On 14 Mar 2010, at 06:55, Brent Meeker wrote:


I could have said "associated" or "attributed" instead of "attached". To say that a brain is conscious is a category error. My brain is not conscious (no more than a rock). The person who has that brain can be said to be conscious.

So how does a person "have" a brain?  Why does a computation need one?

The basic computations does not need a brain or a computer, given that they already exists in the elementary (first order logical) relation between numbers. Now, a universal number can make computation relatively to another universal number, or relatively to an infinity of univesral numbers (according to the point of view). This makes it possible to develop a greater degree of relative autonomy, partial control, etc. with respect to its probable local universal histories. A person has an infinity of brains, all generated infinitely often by the UD.

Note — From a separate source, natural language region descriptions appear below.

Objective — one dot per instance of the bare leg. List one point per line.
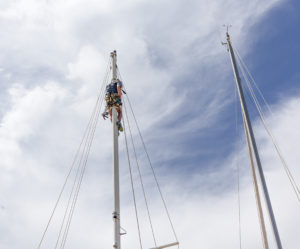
(119, 113)
(110, 114)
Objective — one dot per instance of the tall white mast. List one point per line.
(116, 212)
(249, 130)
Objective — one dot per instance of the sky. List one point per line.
(178, 76)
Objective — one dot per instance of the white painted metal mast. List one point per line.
(249, 130)
(116, 212)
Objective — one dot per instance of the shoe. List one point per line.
(105, 115)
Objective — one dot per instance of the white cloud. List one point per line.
(169, 55)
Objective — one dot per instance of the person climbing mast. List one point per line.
(113, 97)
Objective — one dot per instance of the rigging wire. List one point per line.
(132, 185)
(83, 162)
(140, 177)
(150, 163)
(85, 135)
(238, 170)
(263, 118)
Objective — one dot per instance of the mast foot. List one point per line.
(164, 246)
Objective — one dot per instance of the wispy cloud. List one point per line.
(53, 58)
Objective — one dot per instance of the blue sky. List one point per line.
(52, 61)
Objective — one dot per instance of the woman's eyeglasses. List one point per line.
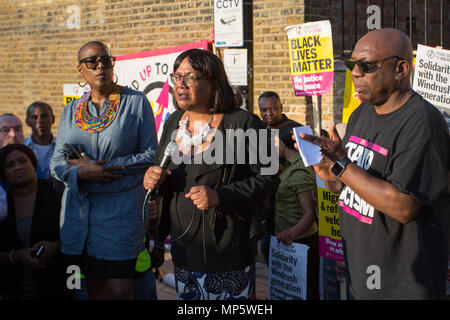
(367, 67)
(93, 62)
(188, 80)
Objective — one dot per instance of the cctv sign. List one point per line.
(228, 23)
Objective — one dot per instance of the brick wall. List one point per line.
(39, 50)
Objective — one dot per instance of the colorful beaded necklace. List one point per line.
(86, 122)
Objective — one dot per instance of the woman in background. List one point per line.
(32, 222)
(102, 227)
(295, 214)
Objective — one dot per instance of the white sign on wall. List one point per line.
(228, 23)
(235, 62)
(432, 77)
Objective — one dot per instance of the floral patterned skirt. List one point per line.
(229, 285)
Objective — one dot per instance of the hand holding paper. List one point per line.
(309, 151)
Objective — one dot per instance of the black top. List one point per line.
(50, 281)
(220, 239)
(409, 148)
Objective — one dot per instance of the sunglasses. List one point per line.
(365, 66)
(93, 62)
(188, 80)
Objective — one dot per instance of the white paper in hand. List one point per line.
(309, 151)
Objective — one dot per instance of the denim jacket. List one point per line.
(106, 217)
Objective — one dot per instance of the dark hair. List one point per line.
(38, 104)
(93, 43)
(269, 94)
(6, 150)
(286, 132)
(211, 67)
(8, 114)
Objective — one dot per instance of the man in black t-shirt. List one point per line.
(391, 170)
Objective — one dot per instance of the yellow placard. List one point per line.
(328, 213)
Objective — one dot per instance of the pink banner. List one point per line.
(312, 84)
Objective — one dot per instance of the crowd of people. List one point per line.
(94, 195)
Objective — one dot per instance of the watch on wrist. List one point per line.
(339, 166)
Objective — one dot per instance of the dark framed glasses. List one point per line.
(365, 66)
(93, 62)
(188, 80)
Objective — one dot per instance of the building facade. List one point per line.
(40, 40)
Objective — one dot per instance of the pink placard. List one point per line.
(312, 84)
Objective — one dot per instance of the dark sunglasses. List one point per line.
(93, 62)
(365, 66)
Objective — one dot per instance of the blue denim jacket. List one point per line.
(106, 217)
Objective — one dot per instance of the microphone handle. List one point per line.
(163, 165)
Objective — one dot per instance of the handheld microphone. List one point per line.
(170, 148)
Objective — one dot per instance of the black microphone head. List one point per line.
(170, 148)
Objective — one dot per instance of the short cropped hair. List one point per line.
(269, 94)
(6, 150)
(211, 67)
(286, 131)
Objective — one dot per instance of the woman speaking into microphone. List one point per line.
(209, 208)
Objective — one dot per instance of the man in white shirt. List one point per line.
(40, 119)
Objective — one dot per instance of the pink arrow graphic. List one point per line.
(163, 103)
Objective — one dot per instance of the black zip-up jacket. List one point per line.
(224, 238)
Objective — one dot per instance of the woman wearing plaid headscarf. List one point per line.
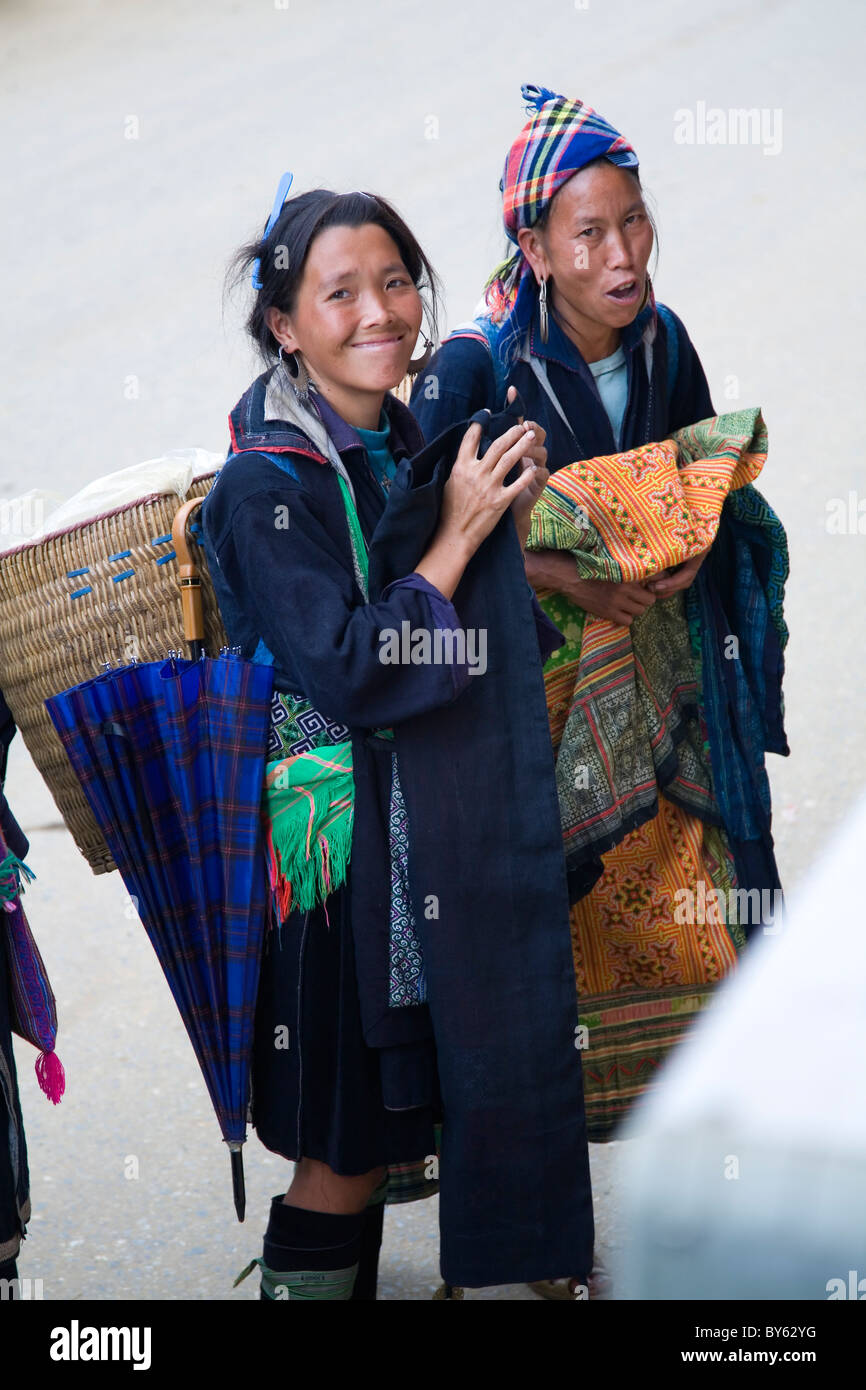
(572, 321)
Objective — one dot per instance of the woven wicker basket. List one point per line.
(102, 591)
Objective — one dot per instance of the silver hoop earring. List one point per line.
(417, 364)
(299, 377)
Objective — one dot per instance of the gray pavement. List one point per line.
(117, 348)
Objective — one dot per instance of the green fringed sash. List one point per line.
(309, 797)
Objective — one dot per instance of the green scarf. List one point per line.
(309, 798)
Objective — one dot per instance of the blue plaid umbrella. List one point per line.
(171, 759)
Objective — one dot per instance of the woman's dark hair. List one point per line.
(284, 252)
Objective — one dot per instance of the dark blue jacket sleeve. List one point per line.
(691, 395)
(293, 584)
(458, 382)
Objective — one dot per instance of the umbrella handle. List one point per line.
(189, 578)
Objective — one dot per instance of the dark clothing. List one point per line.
(293, 590)
(359, 1084)
(487, 861)
(460, 380)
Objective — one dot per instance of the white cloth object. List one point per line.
(174, 471)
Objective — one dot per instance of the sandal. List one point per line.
(574, 1290)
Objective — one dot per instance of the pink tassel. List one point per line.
(50, 1076)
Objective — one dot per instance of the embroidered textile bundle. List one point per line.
(624, 702)
(630, 514)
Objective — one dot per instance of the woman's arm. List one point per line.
(456, 384)
(287, 570)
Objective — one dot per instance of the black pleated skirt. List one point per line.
(316, 1086)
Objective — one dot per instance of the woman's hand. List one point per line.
(476, 496)
(473, 501)
(670, 581)
(616, 602)
(521, 506)
(602, 598)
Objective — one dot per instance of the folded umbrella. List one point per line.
(171, 758)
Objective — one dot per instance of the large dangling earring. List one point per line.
(298, 374)
(417, 364)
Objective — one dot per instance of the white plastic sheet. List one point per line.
(174, 471)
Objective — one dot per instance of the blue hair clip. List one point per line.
(535, 96)
(282, 191)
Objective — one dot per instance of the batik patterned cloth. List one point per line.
(634, 773)
(296, 727)
(406, 968)
(642, 975)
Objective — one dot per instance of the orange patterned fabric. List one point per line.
(641, 975)
(626, 516)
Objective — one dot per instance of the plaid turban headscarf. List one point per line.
(559, 139)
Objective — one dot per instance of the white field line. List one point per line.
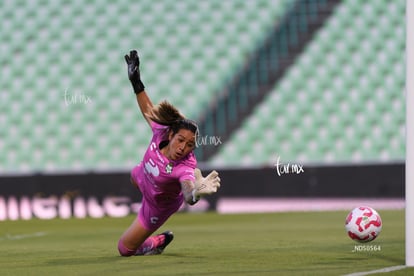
(382, 270)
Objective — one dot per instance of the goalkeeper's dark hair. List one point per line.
(166, 114)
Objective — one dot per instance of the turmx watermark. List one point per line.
(76, 98)
(207, 140)
(287, 168)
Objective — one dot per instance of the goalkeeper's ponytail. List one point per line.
(168, 115)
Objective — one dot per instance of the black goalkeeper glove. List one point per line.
(133, 71)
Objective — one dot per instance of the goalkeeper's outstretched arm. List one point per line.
(134, 75)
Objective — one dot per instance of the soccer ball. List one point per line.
(363, 224)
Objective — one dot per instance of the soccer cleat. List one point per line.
(168, 237)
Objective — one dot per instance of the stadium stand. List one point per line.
(342, 100)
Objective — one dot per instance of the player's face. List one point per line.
(181, 144)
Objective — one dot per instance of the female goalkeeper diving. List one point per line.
(167, 175)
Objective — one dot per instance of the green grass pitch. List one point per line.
(298, 243)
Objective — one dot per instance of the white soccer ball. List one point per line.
(363, 224)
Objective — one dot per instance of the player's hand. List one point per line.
(207, 185)
(133, 71)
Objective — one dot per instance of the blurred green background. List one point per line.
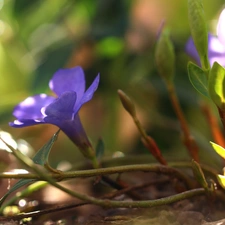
(116, 39)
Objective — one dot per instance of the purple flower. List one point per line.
(69, 86)
(216, 44)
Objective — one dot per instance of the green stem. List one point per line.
(106, 171)
(188, 139)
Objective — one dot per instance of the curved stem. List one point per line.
(107, 171)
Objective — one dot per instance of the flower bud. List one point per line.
(127, 103)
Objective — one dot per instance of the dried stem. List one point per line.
(214, 126)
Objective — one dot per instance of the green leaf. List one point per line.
(100, 148)
(220, 150)
(216, 85)
(221, 180)
(165, 56)
(198, 79)
(40, 158)
(199, 30)
(16, 186)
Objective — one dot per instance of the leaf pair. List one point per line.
(212, 87)
(40, 158)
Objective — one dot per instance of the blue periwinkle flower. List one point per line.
(216, 44)
(62, 111)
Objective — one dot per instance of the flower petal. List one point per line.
(216, 50)
(220, 27)
(88, 93)
(25, 123)
(30, 108)
(62, 108)
(68, 80)
(192, 51)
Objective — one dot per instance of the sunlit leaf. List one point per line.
(40, 158)
(198, 79)
(220, 150)
(216, 85)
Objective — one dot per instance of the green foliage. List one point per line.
(217, 85)
(40, 158)
(198, 79)
(199, 175)
(165, 56)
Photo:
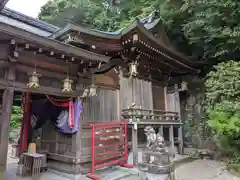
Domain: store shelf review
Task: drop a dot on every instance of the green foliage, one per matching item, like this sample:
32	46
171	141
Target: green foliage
223	106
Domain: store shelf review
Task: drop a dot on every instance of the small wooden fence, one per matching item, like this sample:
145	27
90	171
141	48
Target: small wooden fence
109	146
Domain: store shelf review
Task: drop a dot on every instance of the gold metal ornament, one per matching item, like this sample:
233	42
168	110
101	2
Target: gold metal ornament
67	85
135	38
34	80
133	69
92	91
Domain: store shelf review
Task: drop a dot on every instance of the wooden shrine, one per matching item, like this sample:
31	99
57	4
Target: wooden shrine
136	72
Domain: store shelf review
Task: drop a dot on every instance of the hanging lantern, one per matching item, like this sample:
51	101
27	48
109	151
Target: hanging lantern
34	80
67	85
184	86
135	38
133	69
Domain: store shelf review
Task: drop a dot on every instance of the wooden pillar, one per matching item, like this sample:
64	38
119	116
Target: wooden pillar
171	136
5	119
160	130
135	144
180	139
165	98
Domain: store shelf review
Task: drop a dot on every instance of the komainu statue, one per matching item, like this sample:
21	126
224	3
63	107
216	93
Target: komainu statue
156	164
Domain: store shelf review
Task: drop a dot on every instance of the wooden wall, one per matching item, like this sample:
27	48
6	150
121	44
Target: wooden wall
142	94
158	97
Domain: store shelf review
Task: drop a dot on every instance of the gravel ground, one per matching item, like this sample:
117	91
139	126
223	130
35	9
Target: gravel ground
204	170
195	170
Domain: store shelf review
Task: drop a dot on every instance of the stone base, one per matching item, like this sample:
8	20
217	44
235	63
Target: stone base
150	176
68	168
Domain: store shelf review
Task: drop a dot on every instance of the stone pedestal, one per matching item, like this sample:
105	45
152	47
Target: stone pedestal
151	176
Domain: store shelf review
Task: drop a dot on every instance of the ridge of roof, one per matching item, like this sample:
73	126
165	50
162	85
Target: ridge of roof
29	20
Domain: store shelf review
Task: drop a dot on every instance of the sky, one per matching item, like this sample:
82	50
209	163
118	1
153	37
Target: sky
28	7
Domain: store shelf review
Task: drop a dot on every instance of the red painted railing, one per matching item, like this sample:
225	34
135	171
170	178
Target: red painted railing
109	146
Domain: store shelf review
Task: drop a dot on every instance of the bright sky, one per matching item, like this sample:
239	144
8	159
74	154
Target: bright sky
28	7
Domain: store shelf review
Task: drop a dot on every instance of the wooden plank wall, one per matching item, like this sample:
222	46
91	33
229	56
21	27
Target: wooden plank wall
101	108
158	97
173	102
142	94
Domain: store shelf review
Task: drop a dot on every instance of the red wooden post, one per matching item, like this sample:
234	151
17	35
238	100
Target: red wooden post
102	140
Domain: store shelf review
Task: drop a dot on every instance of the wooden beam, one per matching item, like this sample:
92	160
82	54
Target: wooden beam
5	119
41	90
44	72
29	37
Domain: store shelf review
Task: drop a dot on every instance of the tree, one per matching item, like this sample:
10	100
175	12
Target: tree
15	122
223	105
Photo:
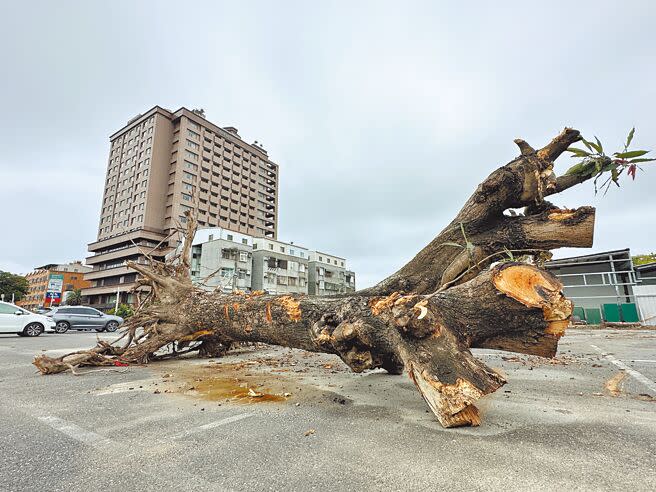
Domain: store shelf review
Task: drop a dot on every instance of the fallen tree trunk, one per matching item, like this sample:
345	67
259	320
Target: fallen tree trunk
423	319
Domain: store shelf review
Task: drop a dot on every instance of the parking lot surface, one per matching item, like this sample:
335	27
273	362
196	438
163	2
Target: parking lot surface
266	418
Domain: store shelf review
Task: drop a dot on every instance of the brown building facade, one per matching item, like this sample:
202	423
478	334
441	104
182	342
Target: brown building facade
162	164
70	276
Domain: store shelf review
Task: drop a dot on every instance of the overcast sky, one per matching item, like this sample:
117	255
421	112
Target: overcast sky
383	116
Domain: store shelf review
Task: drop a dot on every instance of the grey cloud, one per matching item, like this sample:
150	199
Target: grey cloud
383	116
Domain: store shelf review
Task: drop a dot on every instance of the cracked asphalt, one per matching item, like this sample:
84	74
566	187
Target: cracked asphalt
299	421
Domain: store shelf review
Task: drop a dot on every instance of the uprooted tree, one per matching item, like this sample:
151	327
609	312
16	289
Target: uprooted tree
465	289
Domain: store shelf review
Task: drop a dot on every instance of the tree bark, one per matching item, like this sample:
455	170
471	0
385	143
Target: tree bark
423	319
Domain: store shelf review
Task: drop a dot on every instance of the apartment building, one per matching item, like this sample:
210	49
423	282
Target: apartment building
328	275
162	164
49	283
279	268
222	260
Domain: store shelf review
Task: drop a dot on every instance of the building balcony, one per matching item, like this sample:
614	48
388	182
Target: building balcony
108	289
108	272
124	251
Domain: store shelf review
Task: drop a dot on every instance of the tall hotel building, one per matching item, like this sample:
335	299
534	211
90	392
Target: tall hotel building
160	165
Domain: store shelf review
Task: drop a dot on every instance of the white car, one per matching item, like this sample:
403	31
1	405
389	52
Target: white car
22	322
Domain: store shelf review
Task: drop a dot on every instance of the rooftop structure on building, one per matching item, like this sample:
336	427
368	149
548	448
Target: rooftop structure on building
162	164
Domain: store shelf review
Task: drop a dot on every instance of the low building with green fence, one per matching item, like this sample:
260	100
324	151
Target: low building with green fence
601	285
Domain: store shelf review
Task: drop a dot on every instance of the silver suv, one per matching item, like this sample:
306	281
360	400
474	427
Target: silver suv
82	318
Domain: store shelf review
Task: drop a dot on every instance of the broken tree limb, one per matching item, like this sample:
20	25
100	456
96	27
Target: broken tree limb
422	320
429	336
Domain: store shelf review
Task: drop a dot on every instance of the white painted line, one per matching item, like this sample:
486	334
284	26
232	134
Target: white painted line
632	372
212	425
76	432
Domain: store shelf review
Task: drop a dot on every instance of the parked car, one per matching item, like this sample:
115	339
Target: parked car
82	318
14	319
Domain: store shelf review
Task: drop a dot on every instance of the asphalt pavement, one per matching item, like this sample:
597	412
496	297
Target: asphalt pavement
266	418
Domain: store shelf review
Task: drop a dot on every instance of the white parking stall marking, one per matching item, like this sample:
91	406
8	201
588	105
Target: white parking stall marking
75	431
632	372
212	425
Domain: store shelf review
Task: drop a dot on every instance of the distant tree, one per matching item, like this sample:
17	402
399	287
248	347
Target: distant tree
13	284
74	298
644	259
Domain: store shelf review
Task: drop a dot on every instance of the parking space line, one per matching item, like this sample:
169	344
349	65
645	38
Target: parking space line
75	431
632	372
212	425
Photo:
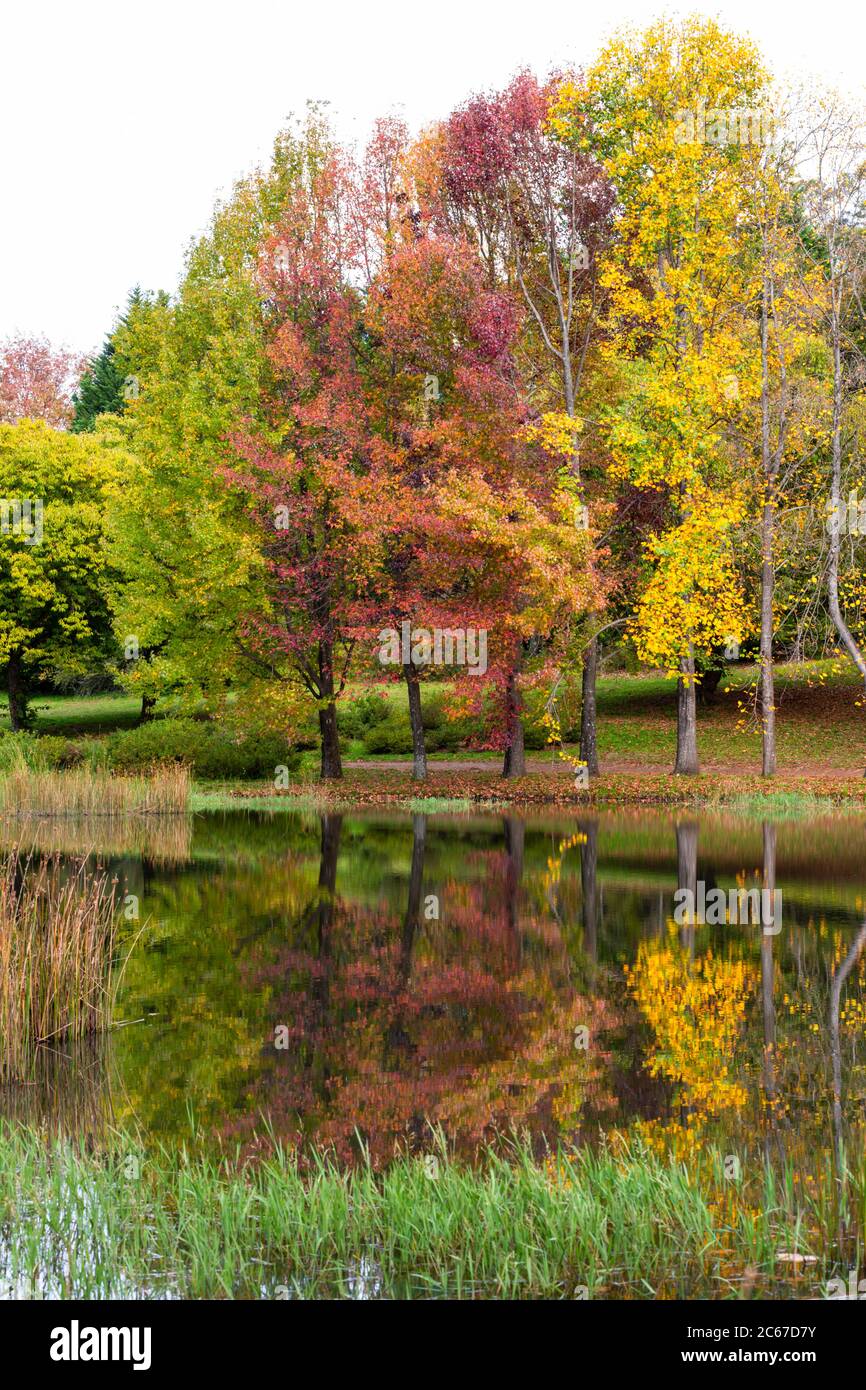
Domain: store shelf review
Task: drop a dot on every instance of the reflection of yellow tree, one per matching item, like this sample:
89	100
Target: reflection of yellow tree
695	1009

The same consciousness will be associated to that person in all computational histories going through the relevant brain's computational state.

Obviously you are supposing that the brain's computational state does not entirely determine the its future states, e.g. different computations (in fact infinitely many) "go thru" the same state. But is this because of quantum indeterminancy or because of different external interactions (e.g. perceptions) or both.

Comp indeterminacy, discovering that I belong to this or that type of histories. The state of my brain does not make it possible to predict if a meteor will strike the earth, etc.


Now the relative measure is put on the histories (not the finite number of states), which makes a continuum of histories 2^aleph_0 in the limit space of histories. We have to take that limit space, because the first person is unaware of the delays in the UD-time- step.

So we're taking the limit over computations, not over perceived time?

Careful. This point is subtle. With comp, perceived (and thus first person) time and space is "platonistically defined", in the third person way, by a sum on an infinity of computations. (Re)read (perhaps) uda step1-7.